Draft water resources management plans lack ambition - Ofwat
Water companies' draft water resources management plans (WRMPs) have shown a lack of ambition on water efficiency, Ofwat's Carl Pheasey told the Waterwise Annual Conference in London yesterday (March 6th).
Companies have been publishing the drafts for their next WRMPs, which provide long-term planning for the challenges to come over the next 25 years amid climate change uncertainty, expected population growth, changing patterns of consumption and increased environmental responsibilities.
Pheasey, who is Director, Strategy and Policy at Ofwat, told delegates that water efficiency is vital to meeting such challenges and the regulator had concerns that the recent wave of WRMPs fell short of expectation.
"Companies are starting to release their draft management plans and the thing we observe at this stage is that there is not, in our view, enough ambition in those draft WRMPs on water efficiency and personal consumption," Pheasey said.
"We want to see more ambition, more innovation. The level of ambition is not nearly as significant as it is for leakage and it's broadly in line with what we saw at PR14.
"I really do think this is an area that is ripe for more ambition, so we should be seeing companies working across the sector on long-term campaigns with other water companies as I think we see in the energy sector."

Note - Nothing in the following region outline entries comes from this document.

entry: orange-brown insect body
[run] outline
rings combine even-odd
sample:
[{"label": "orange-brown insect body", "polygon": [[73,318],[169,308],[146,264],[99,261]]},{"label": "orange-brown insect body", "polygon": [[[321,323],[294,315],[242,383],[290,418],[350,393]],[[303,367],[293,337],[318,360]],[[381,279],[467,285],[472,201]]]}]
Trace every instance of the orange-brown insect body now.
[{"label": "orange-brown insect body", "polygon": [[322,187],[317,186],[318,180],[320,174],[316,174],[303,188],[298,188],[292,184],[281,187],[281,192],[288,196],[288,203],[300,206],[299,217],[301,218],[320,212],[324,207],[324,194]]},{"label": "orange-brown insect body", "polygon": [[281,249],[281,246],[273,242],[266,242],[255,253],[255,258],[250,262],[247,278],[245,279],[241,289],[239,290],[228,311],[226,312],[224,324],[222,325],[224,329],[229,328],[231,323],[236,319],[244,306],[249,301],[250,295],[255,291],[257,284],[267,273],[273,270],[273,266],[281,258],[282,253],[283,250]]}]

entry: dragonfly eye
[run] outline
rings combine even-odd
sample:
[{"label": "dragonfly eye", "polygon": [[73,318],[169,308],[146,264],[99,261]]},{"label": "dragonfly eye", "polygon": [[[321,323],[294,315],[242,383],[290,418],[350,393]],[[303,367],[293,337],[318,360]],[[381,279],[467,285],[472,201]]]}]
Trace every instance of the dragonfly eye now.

Pheasey called for "more sophisticated use of customer data" and said there is "more scope for green demand-side measures".
He also referred to the recent spate of leaks and bursts caused by the recent rapid change in weather, which led Ofwat Chief Executive Rachel Fletcher to say that "a number of water companies appear to have fallen well short" in their planning.
Pheasey said: "Water efficiency should be a no-brainer in terms of the focus that companies put on it because it can have a long-term impact on future investment requirements and the system resilience that companies need to be paying attention to – the last few days have illustrated the important role that water efficiency can play in building resilience."
He also rejected the idea that Government should be held responsible for raising awareness of the need to reduce usage.
"I totally understand the desire to see the Government taking a leading role and I think it is willing to step up, but that does have to be matched by companies accepting that they are the ones with the customer relationship and they need to hone that," he said.
"They have a direct relationship and their messages can find their way very easily into people's homes."
He added: "Water efficiency is clearly an area that is ripe for innovation both in terms of the technology and collaboration across the industry and learning from international experience, and it really does need imaginative customer engagement to maximise the benefits."